Frank H. Blatz, Jr., who served as mayor of Plainfield from 1969 to 1974, died on February 1. He was 84.
Blatz was a 33-year-old lawyer and retired Marine Corps captain when he was elected mayor in 1968. That was the year local voters approved a new form of government that included a strong mayor and a full-time city administrator.
He launched his political career in 1967, winning a seat on the city council after serving as second assistant corporation counsel for the city.
Plainfield had been rocked that summer by of racial unrest s that followed the Newark race riots. During the Plainfield riots, a city police officer was killed when a crowd beat him.
Republicans won six of nine Plainfield council seats that year.
Blatz finished second in a race for three at-large seats, receiving about 150 votes behind Paul O’Keeffe, who would later serve as mayor and Union County freeholder. Blatz ran about 2,800 votes ahead of the top Democratic vote-getter, Calvin Price.
One of the Democratic winners that year was another future mayor, Everett Lattimore. He won a race for first ward councilman by just 12-votes, while also losing a bid for the State Assembly.
Republicans picked Blatz to run for mayor in 1968 when the incumbent, George Hetfield, declined to run again.
Hetfield, who had won 49% of the vote in a 1953 special election for Conrgess, again had faced strong criticism from the city’s African American residents for his record on race relations. About one-third of Plainfield was black.
Blatz defeated Democrat Roberta Knowlton by 1,136 votes, 53%-47%.
Knowlton, a white stay-at-home mother of five, had two adopted African American daughters and ran well among the city’s black voters.
The change in government led to another mayoral election in 1969, this time for a four-year term.
Blatz faced a rematch with Knowlton.
Both faced primary opposition.
A self-described “John Lindsay Republican” modeled after New York City’s liberal Republican mayor, Blatz defeated conservative Kenneth White by a 2-1 margin. Knowlton defeated Bernard Carvaliere, who campaigned as a conservative Democrat, also by a 2-1 margin.
The contest became heated, with Baltz accusing Knowlton of misrepresenting his record. Both candidates straddled the line on the controversial question of school busing to meet state mandates for the integration of public schools
This time, Blatz won by a wide margin. He defeated Knowlton by about 2,200 votes, 59%-41%.

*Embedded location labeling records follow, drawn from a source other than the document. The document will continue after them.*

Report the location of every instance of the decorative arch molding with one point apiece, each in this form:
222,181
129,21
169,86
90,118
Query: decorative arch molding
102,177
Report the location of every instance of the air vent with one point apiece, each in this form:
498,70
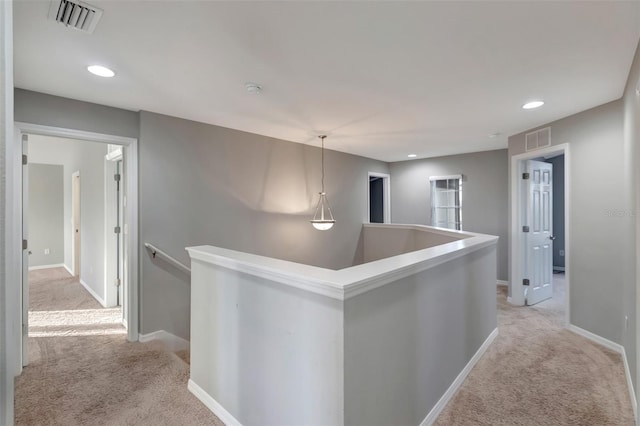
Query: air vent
75,14
538,139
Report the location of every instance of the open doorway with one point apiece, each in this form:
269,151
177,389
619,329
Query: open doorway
75,260
378,198
540,230
75,211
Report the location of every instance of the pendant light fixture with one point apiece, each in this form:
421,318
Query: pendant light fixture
323,219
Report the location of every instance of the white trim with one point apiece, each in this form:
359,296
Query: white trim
57,265
515,239
446,177
131,226
60,132
618,348
595,338
10,313
386,201
172,342
213,405
449,394
93,293
64,265
349,282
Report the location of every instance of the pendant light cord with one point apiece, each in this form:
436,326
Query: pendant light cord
322,139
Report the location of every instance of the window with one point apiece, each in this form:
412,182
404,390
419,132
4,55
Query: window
446,201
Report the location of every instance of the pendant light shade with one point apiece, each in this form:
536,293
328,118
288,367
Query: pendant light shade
323,219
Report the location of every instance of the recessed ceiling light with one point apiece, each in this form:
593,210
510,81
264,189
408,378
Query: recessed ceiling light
532,105
253,88
100,71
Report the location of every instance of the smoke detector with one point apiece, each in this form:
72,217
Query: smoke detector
253,88
75,14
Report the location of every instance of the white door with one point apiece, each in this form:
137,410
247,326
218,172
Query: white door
538,231
25,251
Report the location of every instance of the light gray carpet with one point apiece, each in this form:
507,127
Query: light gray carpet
82,371
538,373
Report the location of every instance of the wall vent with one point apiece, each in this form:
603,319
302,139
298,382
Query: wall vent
75,14
538,139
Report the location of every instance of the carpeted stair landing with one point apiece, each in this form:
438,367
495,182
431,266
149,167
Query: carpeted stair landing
82,370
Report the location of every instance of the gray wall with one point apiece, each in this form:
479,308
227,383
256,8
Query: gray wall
484,194
48,110
599,245
46,214
203,184
631,101
558,209
416,334
9,289
382,242
88,158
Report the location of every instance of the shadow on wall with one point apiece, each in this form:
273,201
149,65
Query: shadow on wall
259,175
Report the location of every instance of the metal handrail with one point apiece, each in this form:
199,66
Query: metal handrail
157,252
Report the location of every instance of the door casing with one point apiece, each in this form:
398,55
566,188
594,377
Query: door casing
516,240
14,225
386,200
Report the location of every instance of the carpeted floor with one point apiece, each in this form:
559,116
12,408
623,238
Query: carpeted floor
82,371
538,373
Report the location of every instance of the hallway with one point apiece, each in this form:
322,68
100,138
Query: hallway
82,371
538,373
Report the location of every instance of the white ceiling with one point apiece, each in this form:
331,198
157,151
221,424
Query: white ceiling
383,79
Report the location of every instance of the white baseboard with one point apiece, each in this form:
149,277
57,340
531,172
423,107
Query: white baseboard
57,265
93,293
616,347
448,395
68,269
172,342
213,405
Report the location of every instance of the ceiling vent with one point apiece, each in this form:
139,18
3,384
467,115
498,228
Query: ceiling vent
75,14
538,139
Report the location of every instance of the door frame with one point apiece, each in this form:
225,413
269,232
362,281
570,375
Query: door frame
75,265
131,216
516,240
386,194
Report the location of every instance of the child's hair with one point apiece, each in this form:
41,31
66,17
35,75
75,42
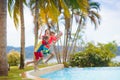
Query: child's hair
51,32
45,37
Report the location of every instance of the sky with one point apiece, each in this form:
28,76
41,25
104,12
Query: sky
107,31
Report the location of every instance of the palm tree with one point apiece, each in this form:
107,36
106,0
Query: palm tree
3,38
15,8
92,14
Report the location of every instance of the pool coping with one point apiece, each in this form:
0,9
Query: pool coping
32,74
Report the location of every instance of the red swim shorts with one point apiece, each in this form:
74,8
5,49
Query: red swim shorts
38,55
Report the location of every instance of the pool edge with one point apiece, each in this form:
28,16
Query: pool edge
36,74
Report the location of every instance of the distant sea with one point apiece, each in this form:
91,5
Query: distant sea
117,59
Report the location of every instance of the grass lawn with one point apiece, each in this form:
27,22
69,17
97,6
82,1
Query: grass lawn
14,73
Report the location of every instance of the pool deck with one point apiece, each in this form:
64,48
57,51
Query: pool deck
35,75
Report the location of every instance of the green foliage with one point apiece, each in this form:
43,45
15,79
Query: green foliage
13,58
93,56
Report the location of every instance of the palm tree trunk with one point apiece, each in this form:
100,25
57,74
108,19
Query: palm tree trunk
22,52
36,23
3,37
67,26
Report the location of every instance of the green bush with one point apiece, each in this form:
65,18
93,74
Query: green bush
13,58
92,56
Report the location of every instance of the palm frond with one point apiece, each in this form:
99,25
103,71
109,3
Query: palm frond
94,5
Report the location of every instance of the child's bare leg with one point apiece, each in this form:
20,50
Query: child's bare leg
51,56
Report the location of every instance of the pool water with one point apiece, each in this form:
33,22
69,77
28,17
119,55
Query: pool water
96,73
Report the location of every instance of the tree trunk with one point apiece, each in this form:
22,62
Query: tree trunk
22,52
36,23
3,37
67,26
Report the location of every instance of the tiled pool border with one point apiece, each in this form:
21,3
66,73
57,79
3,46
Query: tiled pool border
35,74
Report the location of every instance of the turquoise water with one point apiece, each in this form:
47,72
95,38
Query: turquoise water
96,73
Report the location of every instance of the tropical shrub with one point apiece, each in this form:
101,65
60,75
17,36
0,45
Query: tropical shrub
13,58
92,56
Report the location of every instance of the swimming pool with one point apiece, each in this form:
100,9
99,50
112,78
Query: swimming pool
95,73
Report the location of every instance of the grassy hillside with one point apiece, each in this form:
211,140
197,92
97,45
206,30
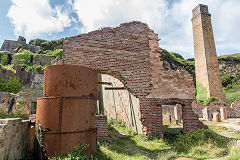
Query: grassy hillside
125,144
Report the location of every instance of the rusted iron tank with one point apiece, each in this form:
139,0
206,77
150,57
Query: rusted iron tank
66,113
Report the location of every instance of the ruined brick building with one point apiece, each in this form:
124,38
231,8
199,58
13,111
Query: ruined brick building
131,53
206,62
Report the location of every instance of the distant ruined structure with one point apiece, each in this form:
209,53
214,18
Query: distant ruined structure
206,62
16,46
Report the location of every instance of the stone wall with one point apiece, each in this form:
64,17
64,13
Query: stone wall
14,46
13,138
131,54
101,124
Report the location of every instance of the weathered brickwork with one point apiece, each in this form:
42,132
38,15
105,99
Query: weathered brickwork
14,142
130,53
206,62
102,127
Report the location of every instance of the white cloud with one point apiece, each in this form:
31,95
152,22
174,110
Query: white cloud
172,24
32,18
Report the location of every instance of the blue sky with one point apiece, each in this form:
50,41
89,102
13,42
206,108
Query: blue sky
170,19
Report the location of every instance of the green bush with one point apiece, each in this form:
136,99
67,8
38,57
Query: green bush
175,58
23,57
57,53
234,153
40,69
36,42
51,45
4,60
228,81
184,143
11,85
201,92
232,93
210,99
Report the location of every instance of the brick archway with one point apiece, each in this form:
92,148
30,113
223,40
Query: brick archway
131,54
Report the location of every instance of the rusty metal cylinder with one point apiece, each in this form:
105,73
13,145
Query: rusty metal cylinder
67,110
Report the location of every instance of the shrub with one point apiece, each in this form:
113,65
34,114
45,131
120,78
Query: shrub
11,85
232,93
23,57
79,153
201,92
57,53
234,153
4,60
184,143
228,81
40,69
36,42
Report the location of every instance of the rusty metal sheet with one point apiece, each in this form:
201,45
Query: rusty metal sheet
77,114
70,80
47,113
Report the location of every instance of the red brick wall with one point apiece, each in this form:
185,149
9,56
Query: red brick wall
232,112
130,53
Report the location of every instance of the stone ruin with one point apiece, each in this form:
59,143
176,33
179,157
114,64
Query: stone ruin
129,53
16,46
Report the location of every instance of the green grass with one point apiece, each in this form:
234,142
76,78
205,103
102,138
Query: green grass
236,55
125,144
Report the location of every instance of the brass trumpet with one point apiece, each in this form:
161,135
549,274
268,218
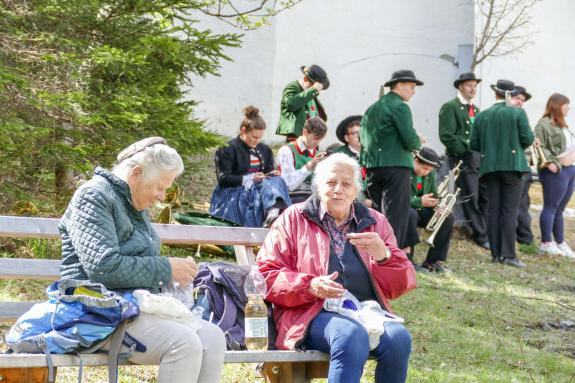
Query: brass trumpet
446,202
538,158
441,212
443,188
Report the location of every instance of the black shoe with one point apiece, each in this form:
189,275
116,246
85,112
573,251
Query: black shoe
429,267
273,214
513,262
441,268
484,245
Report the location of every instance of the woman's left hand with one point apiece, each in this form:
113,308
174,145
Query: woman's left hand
369,242
259,177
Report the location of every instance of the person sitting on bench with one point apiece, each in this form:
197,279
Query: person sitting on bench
317,249
423,202
249,192
298,159
107,238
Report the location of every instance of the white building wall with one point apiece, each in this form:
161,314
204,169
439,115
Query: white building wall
544,67
359,43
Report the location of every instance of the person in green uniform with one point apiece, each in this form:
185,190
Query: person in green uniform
300,102
387,141
524,233
298,159
423,202
348,133
456,119
501,134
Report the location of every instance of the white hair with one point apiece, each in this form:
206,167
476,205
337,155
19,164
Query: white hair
337,159
154,160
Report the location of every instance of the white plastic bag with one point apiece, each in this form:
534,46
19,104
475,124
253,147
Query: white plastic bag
368,313
168,307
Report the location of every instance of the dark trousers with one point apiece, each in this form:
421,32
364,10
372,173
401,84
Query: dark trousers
557,191
473,194
524,233
389,189
504,191
420,218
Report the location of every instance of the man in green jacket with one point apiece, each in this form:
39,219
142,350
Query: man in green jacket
347,132
423,202
456,119
387,142
524,233
501,134
300,103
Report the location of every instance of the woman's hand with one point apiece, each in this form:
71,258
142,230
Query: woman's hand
258,177
325,286
371,243
313,163
184,270
552,168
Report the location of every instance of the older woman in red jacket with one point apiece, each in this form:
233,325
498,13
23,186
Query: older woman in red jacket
318,249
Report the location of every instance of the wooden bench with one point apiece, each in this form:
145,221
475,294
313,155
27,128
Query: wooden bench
278,366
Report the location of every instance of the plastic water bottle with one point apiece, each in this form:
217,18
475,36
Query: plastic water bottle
256,312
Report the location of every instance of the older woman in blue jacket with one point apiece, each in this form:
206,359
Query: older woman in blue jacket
107,238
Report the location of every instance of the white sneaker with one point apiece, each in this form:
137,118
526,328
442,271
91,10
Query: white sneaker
550,248
566,250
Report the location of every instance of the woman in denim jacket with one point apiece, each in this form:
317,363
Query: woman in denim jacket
558,178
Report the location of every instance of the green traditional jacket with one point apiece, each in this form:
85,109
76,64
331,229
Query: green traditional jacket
387,134
427,186
346,150
455,127
501,134
293,113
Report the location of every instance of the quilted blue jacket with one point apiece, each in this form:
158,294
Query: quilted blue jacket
106,240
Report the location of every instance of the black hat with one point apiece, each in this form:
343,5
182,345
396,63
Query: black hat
504,86
138,146
524,92
428,156
403,75
316,74
463,77
341,129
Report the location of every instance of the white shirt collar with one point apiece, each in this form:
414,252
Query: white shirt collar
301,146
352,149
463,100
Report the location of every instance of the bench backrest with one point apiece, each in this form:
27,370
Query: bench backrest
243,239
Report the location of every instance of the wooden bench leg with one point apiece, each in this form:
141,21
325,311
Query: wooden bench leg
25,375
299,372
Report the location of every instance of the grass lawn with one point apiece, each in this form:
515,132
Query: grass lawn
481,323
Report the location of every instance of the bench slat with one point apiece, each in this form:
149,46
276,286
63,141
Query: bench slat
47,228
10,311
99,359
23,268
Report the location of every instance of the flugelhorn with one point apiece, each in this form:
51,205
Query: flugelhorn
448,180
442,210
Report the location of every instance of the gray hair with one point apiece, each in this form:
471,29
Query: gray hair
154,159
324,166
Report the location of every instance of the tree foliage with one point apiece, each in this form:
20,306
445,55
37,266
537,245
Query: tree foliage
81,79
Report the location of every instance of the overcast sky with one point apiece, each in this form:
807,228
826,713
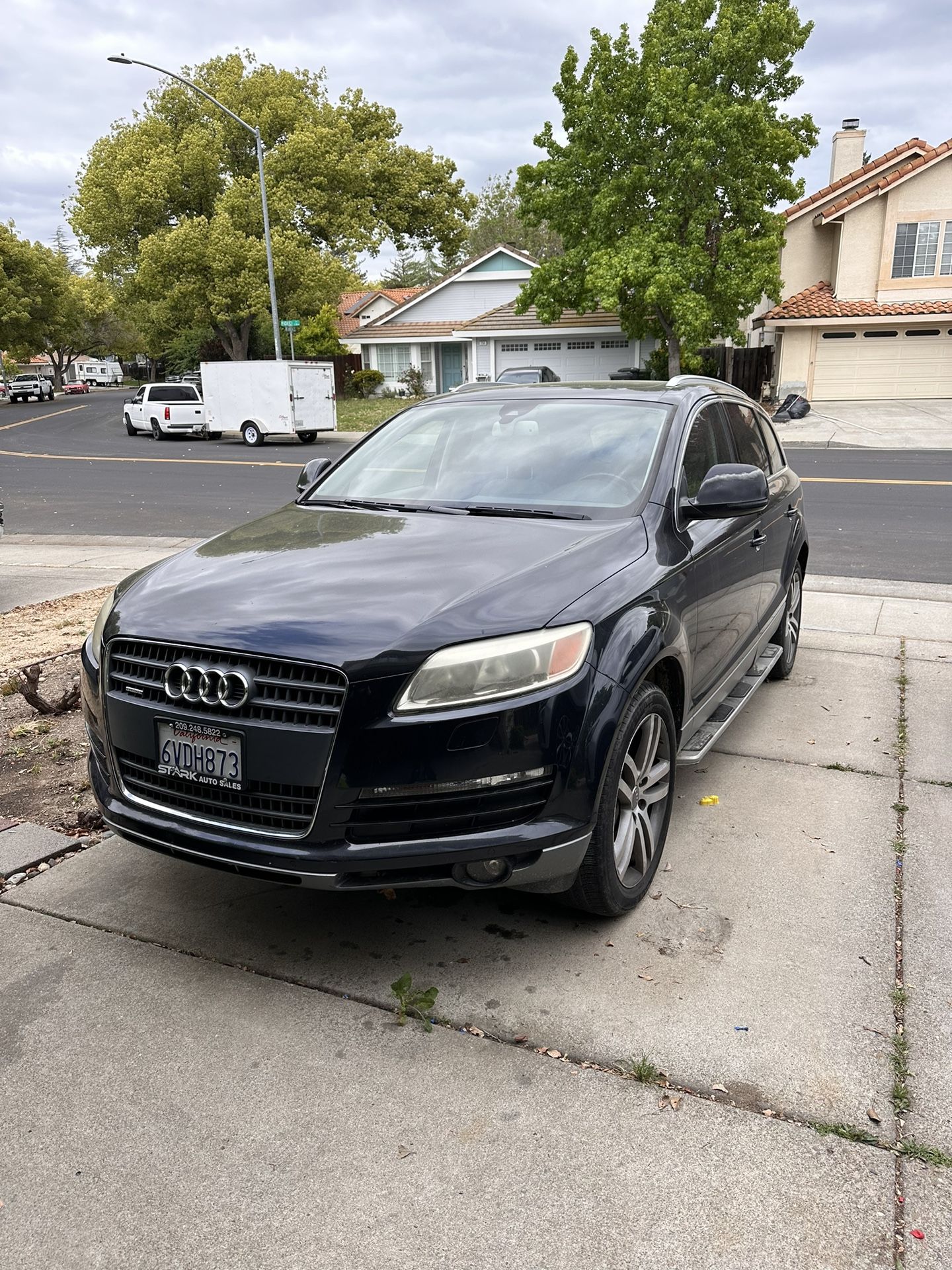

In 1972, Blatz said he was interested in running for State Senate if the incumbent, Matthew Rinaldo (R-Union) won the open seat being vacated by retiring eight-term Rep. Florence Dwyer (R-Elizabeth).
At the time, Union County’s three state senate seats ran in countywide, at-large elections,
When a new legislative map was drawn in 1973 to create a district that included Plainfield, Rahway, Scotch Plains and some of the Union County ridge towns, Blatz backed Assemblyman Peter J. McDonough (R-Plainfield) in a Republican primary against State Sen. Jerome Epstein (R-Scotch Plains).
Later, Blatz was widely mentioned as a possible candidate for a top post in Gov. Bill Cahill’s administration.
Blatz did not seek re-election in 1973 and backed O’Keeffe as his successor. The Republican municipal chairman, John Carbone, supported former Plainfield Taxpayers Association president Gertrude Christiansen, a longtime O’Keeffe rival.
O’Keeffe won by 20 percentage points. The Democratic nomination was won by Richard Roundtree, a former elementary school principal who became Plainfield’s first African American mayoral candidate.
After the 1973 primary, Blatz challenged Carbone for Republican municipal chairman but lost by four votes, 33 to 29.
Plainfield Republicans withstood the Democratic Watergate landslide that swept the rest of the state, with O’Keeffe defeating Roundtree by about 1,000 votes. McDonough, a local political legend, won a State Senate seat in year where Democrats won a 29-10 majority.
Blatz became corporation counsel under O’Keeffe. He also served as Fanwood borough attorney from 1976 to 1988, and served as a trustee of Union County College for 30 years.
His grandfather, Francis J. Blatz, served as a member of the Plainfield Common Council in the late 1910s.
A Plainfield native, Blatz serve was a graduate of Dartmouth College and Harvard Law School. He serve din the Marines from 1958 to 1961 as a member of the First and Second Marine Air Wings.
Blatz is survived by his wife, Joanne, his son, Eric, and five grandchildren. His first wife, Joan, and his son, Greg, predeceased him.
Visitation will be held on Tuesday from 4-7 PM at the Higgins Home for Funerals in Watching. A service is set for 10 AM on Wednesday ta St. Paul’s Episcopal Church in Westfield.